Para preman itu pun melanjutkan lagi pertempuran tadi. Mereka juga menyerang Ning Annisa.
Ning Annisa yang memiliki kemampuan beladiri pemegang sabuk hitam, tentunya dia bisa berkelahi. Selain itu, dia juga belajar wushu sejak kecil sampai sekolah tingkat atas. Kedua tangannya mengayunkan tongkat itu dengan sangat indah. Gerak tubuh yang gemulai, tetapi bertenaga.
Tongkat itu dipukulkan ke tangan musuh yang memegang tongkat, sampai jatuh. Ning Annisa juga menyerang kaki mereka agar gerakannya bisa dilumpuhkan.
Rafael hanya diam terpaku melihat kehebatan wanita yang datang mengganggu dirinya tadi. Dia tidak menyangka kalau wanita itu pandai dalam beladiri.

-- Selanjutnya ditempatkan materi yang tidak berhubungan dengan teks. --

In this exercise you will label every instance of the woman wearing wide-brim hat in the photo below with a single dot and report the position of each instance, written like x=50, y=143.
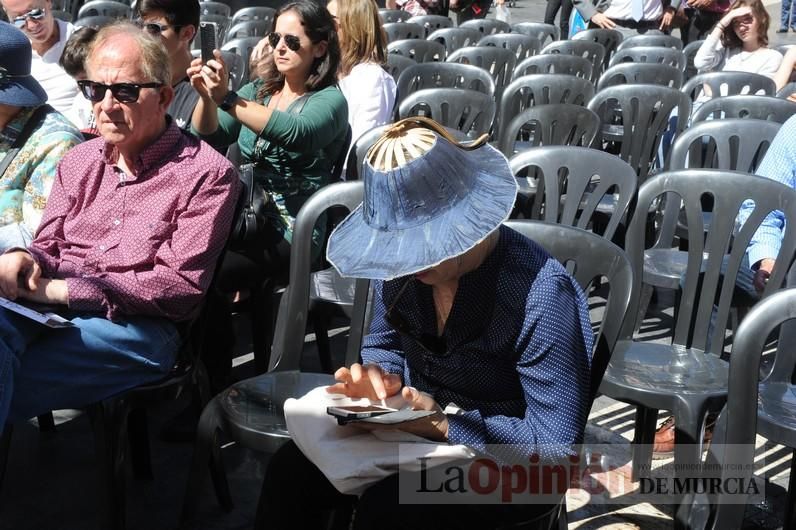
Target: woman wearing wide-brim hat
x=467, y=312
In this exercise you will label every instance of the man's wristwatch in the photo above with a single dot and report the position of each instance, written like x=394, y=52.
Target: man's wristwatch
x=229, y=100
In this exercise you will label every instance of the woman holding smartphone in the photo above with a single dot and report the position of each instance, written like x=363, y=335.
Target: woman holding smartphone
x=290, y=122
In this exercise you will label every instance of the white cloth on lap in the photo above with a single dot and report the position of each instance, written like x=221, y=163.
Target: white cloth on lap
x=353, y=459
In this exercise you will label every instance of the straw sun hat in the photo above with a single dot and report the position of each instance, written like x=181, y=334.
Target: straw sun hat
x=427, y=199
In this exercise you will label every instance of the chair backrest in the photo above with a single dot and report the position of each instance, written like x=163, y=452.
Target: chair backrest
x=593, y=51
x=641, y=73
x=746, y=106
x=736, y=144
x=469, y=111
x=538, y=30
x=644, y=113
x=703, y=285
x=254, y=13
x=588, y=177
x=291, y=322
x=105, y=8
x=716, y=84
x=248, y=28
x=554, y=63
x=541, y=89
x=523, y=46
x=487, y=26
x=593, y=257
x=455, y=38
x=611, y=39
x=403, y=30
x=661, y=41
x=431, y=23
x=690, y=52
x=394, y=15
x=553, y=124
x=214, y=8
x=396, y=64
x=420, y=50
x=499, y=62
x=443, y=75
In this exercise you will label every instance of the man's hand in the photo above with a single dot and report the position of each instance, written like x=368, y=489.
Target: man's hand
x=18, y=272
x=602, y=21
x=368, y=381
x=763, y=273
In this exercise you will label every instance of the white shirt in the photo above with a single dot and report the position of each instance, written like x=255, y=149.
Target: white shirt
x=370, y=93
x=622, y=10
x=60, y=87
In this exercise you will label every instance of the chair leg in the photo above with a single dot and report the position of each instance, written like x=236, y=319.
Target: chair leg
x=643, y=438
x=206, y=451
x=109, y=423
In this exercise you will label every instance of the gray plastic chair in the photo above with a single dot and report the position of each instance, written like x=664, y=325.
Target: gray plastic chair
x=394, y=15
x=728, y=84
x=214, y=8
x=765, y=407
x=403, y=30
x=649, y=54
x=541, y=89
x=396, y=64
x=455, y=38
x=523, y=46
x=538, y=30
x=443, y=75
x=662, y=41
x=431, y=23
x=499, y=62
x=469, y=111
x=609, y=38
x=487, y=26
x=553, y=124
x=104, y=8
x=420, y=50
x=248, y=28
x=253, y=13
x=593, y=51
x=641, y=74
x=594, y=258
x=554, y=63
x=250, y=411
x=636, y=117
x=690, y=52
x=585, y=179
x=688, y=377
x=746, y=106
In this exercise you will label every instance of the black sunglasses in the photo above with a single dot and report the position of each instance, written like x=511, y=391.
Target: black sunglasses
x=291, y=41
x=123, y=92
x=33, y=14
x=431, y=344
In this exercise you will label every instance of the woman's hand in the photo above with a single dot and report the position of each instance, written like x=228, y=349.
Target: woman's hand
x=211, y=79
x=368, y=381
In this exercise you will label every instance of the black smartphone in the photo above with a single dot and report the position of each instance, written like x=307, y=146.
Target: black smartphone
x=207, y=35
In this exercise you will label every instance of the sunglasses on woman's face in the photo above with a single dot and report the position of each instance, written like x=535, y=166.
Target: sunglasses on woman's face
x=291, y=41
x=123, y=92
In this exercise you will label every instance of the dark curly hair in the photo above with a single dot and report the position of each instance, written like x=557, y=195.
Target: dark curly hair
x=319, y=26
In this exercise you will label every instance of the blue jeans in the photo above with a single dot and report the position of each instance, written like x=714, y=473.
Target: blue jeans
x=43, y=369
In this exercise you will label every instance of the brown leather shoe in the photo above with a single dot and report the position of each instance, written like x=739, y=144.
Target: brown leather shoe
x=664, y=440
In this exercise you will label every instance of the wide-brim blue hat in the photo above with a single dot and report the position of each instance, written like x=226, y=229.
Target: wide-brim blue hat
x=17, y=87
x=435, y=201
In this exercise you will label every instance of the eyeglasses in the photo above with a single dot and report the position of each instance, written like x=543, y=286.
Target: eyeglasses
x=123, y=92
x=34, y=14
x=431, y=344
x=154, y=28
x=291, y=41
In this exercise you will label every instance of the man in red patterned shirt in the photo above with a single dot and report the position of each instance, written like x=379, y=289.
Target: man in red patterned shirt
x=127, y=246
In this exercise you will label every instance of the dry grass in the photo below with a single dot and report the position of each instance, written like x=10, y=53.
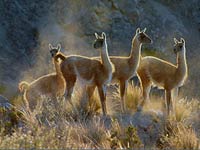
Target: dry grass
x=56, y=124
x=179, y=136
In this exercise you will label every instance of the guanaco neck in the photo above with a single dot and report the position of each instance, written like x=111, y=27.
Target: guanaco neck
x=135, y=54
x=57, y=67
x=60, y=55
x=182, y=63
x=105, y=58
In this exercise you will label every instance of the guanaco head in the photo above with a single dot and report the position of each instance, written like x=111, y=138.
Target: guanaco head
x=54, y=50
x=99, y=42
x=179, y=45
x=142, y=36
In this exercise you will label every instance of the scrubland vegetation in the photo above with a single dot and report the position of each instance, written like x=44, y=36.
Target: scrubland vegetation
x=84, y=126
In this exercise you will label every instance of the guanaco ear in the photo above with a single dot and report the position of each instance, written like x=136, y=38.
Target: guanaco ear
x=182, y=40
x=175, y=41
x=96, y=35
x=50, y=46
x=103, y=35
x=144, y=30
x=59, y=47
x=138, y=30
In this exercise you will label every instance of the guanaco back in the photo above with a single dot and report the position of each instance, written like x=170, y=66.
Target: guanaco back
x=125, y=67
x=163, y=74
x=95, y=73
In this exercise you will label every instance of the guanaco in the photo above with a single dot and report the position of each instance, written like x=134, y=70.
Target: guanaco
x=164, y=74
x=125, y=67
x=51, y=85
x=95, y=73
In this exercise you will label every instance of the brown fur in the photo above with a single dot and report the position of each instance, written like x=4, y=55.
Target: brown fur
x=125, y=67
x=93, y=72
x=50, y=85
x=153, y=70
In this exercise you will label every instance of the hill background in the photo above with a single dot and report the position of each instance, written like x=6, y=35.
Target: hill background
x=27, y=27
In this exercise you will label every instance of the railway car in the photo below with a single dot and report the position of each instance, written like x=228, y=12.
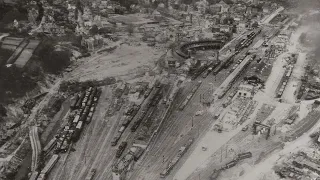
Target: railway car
x=228, y=62
x=245, y=155
x=51, y=143
x=80, y=99
x=76, y=119
x=135, y=126
x=41, y=177
x=54, y=159
x=77, y=132
x=34, y=175
x=74, y=102
x=116, y=139
x=230, y=164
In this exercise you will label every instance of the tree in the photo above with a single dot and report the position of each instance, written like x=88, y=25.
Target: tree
x=130, y=29
x=255, y=24
x=53, y=60
x=94, y=30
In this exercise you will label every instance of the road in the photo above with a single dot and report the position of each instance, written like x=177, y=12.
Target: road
x=267, y=19
x=36, y=147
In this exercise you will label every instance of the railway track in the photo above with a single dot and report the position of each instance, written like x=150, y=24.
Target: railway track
x=36, y=147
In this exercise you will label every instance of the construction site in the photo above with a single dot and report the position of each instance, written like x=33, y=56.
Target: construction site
x=202, y=106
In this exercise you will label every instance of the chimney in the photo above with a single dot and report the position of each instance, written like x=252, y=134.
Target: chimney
x=217, y=54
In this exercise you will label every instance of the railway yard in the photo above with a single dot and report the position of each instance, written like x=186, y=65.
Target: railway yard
x=247, y=108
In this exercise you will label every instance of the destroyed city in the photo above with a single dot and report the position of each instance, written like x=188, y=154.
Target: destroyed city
x=159, y=90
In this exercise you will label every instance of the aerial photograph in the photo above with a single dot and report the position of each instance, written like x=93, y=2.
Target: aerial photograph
x=159, y=90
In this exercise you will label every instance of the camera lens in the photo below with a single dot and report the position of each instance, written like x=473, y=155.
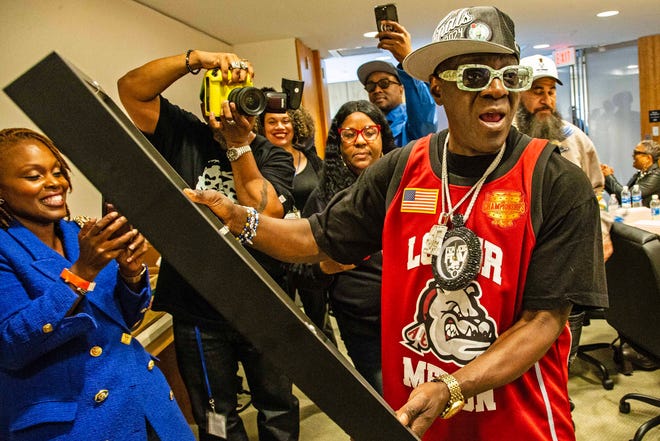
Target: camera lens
x=248, y=100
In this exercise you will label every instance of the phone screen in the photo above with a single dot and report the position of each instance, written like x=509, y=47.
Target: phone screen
x=385, y=12
x=109, y=207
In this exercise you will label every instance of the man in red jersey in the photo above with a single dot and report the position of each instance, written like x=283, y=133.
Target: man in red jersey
x=471, y=222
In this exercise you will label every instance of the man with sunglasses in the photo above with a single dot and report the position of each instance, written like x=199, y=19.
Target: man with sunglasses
x=387, y=84
x=471, y=222
x=645, y=159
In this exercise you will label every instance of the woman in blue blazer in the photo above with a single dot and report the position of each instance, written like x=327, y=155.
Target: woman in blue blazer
x=69, y=297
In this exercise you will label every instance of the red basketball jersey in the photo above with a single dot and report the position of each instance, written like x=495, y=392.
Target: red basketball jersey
x=427, y=331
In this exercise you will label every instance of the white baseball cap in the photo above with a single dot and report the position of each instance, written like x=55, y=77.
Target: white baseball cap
x=543, y=67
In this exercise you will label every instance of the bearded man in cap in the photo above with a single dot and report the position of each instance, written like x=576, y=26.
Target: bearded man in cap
x=386, y=86
x=470, y=220
x=538, y=117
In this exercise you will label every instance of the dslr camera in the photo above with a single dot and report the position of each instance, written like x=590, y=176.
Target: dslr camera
x=249, y=100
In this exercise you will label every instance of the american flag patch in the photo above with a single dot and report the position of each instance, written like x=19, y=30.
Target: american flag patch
x=419, y=200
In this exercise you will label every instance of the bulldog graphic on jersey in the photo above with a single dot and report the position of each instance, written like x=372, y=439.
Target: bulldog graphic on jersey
x=452, y=324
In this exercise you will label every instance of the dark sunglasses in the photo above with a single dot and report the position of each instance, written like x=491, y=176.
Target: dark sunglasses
x=477, y=77
x=384, y=83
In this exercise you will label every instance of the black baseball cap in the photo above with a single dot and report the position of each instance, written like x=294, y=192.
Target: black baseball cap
x=479, y=29
x=365, y=70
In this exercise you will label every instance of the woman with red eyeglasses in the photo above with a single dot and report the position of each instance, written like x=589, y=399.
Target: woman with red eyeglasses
x=358, y=137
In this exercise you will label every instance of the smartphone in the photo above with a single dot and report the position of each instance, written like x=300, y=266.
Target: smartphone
x=385, y=12
x=108, y=208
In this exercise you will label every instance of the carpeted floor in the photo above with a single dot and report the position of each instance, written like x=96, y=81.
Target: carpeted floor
x=596, y=413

"Aaaaa ... ampun! Ampun!" teriak para preman itu menyerah.
"Berjanjilah kalau kalian tidak akan melakukan kejahatan seperti ini lagi," kata Ning Annisa.

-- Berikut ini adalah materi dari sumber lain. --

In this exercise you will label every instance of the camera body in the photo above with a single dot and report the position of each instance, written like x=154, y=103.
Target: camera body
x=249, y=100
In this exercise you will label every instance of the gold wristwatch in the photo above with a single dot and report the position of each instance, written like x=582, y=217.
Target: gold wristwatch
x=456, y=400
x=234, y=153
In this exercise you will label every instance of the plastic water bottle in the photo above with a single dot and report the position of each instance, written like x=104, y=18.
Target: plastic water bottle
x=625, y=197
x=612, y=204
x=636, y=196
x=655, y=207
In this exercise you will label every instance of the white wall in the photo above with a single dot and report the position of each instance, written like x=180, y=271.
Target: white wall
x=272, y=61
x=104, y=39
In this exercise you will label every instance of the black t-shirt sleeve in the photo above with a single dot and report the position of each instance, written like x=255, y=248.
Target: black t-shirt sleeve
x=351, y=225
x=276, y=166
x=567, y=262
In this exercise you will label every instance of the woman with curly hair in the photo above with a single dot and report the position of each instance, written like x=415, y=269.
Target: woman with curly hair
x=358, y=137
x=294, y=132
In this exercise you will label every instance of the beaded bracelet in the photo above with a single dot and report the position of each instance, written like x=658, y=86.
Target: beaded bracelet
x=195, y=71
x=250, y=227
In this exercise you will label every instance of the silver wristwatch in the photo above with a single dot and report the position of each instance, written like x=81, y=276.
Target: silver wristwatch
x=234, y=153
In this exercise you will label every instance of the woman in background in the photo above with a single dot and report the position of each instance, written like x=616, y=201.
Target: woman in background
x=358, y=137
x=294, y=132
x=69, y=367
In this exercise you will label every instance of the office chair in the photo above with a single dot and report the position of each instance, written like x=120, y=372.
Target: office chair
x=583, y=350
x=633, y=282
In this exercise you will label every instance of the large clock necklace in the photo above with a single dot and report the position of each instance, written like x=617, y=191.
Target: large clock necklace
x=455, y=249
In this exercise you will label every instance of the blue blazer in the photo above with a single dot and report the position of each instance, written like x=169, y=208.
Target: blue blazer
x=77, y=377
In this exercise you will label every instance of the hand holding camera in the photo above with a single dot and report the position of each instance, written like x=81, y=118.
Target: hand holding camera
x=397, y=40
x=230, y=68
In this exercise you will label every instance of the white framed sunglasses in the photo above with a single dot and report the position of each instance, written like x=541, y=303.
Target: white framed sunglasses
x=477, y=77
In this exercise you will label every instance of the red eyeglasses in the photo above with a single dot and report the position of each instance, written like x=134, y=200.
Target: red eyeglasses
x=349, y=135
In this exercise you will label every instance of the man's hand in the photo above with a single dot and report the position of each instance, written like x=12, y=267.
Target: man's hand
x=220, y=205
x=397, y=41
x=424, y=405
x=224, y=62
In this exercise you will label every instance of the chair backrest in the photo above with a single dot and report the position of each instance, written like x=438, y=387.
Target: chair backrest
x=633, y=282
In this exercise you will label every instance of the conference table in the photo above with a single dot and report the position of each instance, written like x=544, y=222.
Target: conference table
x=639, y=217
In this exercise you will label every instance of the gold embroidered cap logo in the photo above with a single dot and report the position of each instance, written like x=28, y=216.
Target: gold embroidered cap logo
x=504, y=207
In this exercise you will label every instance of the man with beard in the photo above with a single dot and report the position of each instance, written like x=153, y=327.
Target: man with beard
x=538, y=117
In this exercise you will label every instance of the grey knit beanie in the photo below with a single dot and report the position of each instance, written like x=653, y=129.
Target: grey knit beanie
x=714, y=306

"I-iya." Mereka semua pun berjanji.
"Kalau begitu, sana pergi!" titah Ning Annisa.
Para preman itu pun lari tunggang-langgang. Sementara itu, Ning Annisa tersenyum puas. Kini dia mengalihkan perhatiannya pada Rafael.
"Kalau pihak sekolah tahu, maka kamu akan dikeluarkan. Kenapa, sih? Kamu itu suka sekali terlibat pertikaian dengan orang lain!" Ning Annisa sewot di depan Rafael.

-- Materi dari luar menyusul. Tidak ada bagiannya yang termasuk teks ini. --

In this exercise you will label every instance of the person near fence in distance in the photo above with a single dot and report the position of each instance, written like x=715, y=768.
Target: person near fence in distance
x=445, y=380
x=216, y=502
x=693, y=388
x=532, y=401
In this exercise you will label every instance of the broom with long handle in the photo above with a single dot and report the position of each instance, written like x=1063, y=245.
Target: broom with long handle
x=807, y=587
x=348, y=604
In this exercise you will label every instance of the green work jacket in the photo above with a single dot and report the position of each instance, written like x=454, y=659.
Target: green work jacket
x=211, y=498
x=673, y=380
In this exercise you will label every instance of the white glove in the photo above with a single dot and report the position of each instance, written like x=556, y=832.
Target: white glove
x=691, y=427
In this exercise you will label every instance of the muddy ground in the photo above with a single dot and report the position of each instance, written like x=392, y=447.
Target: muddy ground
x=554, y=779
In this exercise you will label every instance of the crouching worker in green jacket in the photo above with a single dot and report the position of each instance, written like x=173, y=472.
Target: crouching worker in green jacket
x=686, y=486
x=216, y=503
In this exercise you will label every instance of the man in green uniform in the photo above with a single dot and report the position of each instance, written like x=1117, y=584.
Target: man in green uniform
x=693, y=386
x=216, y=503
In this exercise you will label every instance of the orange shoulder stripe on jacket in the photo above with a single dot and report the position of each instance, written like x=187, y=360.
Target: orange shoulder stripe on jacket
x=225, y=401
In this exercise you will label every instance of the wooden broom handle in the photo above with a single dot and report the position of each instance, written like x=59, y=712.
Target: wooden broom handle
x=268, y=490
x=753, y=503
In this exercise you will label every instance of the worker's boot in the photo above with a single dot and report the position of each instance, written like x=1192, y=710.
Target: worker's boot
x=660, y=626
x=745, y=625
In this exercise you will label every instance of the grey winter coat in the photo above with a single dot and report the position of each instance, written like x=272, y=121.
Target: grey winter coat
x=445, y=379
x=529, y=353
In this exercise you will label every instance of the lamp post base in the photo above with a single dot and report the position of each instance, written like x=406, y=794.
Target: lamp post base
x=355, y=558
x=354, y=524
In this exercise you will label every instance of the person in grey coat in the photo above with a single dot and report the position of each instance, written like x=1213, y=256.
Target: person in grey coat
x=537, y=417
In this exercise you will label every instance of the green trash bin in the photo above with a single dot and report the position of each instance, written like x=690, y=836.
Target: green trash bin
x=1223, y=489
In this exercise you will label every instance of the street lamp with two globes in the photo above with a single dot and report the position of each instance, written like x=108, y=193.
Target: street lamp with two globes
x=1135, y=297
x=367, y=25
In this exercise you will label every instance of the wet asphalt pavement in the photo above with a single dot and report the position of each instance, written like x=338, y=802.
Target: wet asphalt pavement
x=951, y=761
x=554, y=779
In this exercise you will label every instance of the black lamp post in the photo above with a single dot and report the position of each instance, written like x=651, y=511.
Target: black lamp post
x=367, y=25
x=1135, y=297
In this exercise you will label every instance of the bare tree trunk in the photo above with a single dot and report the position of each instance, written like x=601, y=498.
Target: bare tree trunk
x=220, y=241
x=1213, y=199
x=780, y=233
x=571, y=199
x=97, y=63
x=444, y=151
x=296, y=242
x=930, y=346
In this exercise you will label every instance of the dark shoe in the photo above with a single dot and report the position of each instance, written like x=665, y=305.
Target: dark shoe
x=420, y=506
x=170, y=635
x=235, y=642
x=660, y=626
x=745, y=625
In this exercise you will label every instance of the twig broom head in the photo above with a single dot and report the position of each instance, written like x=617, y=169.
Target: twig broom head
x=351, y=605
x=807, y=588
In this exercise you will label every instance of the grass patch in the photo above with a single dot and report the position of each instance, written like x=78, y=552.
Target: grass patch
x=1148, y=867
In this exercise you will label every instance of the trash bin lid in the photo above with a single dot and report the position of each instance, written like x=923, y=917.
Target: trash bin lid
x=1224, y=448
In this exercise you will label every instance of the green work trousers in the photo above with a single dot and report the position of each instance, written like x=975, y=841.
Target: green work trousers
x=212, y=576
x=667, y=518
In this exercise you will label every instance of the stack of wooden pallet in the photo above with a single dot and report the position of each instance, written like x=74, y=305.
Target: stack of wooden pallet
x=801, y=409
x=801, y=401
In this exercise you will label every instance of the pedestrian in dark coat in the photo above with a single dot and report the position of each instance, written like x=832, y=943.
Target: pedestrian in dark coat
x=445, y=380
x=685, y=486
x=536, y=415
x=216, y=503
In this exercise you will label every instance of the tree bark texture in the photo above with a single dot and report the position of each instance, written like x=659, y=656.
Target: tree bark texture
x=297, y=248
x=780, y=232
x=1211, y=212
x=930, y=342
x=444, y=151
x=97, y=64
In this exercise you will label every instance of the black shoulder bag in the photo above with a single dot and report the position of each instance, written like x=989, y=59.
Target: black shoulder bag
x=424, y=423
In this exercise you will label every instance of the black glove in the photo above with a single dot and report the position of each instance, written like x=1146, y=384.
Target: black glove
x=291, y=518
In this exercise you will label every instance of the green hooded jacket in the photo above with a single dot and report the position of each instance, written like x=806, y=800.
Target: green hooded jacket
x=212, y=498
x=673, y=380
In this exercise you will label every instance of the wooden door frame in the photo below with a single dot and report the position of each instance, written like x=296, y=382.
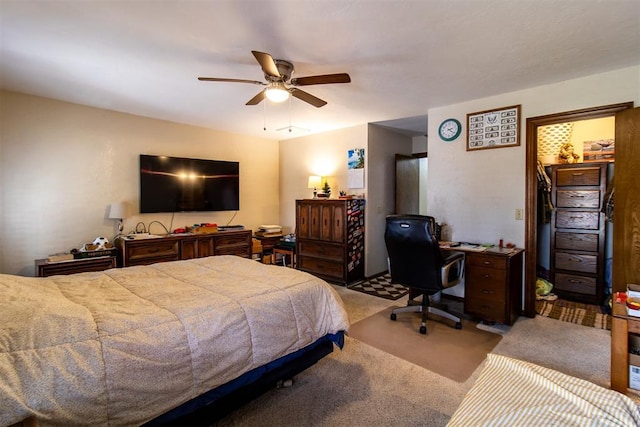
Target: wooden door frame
x=531, y=202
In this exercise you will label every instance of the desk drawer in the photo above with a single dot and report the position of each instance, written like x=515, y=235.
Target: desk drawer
x=485, y=308
x=488, y=261
x=487, y=281
x=583, y=263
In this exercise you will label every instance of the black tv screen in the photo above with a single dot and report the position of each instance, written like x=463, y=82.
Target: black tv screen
x=175, y=184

Pemuda itu cuek saja dan mengabaikan semua ocehan Ning Annisa. Dia merasa sangat penasaran dengan wajah di balik helm itu. Setelah wanita yang tangguh dan tidak takut pada para preman.
'Perempuan yang sangat menarik. Penasaran, siapa dia sebenarnya?'
Ning Annisa balik menatap laki-laki yang berseragam sekolah. Dia tidak tahu siapa murid itu karena wajahnya tertutup oleh helm.
"Aaaaa, tidak! Aku kesiangan ke sekolah. Ini semua gara-gara kamu!" bentak Ning Annisa pada Rafael. Lalu, dia pun berlari ke arah motornya dan langsung tancap gas menuju ke sekolahnya.
***
Rafael masih penasaran dengan sosok perempuan berjilbab yang membantunya tadi. Di sekolahnya ada beberapa guru yang memakai jilbab. Namun, menurutnya tidak ada yang sesuai karakternya dengan wanita yang sangar tadi. Guru-guru yang berjilbab di sekolahnya terkesan wanita sholeha yang lemah lembut.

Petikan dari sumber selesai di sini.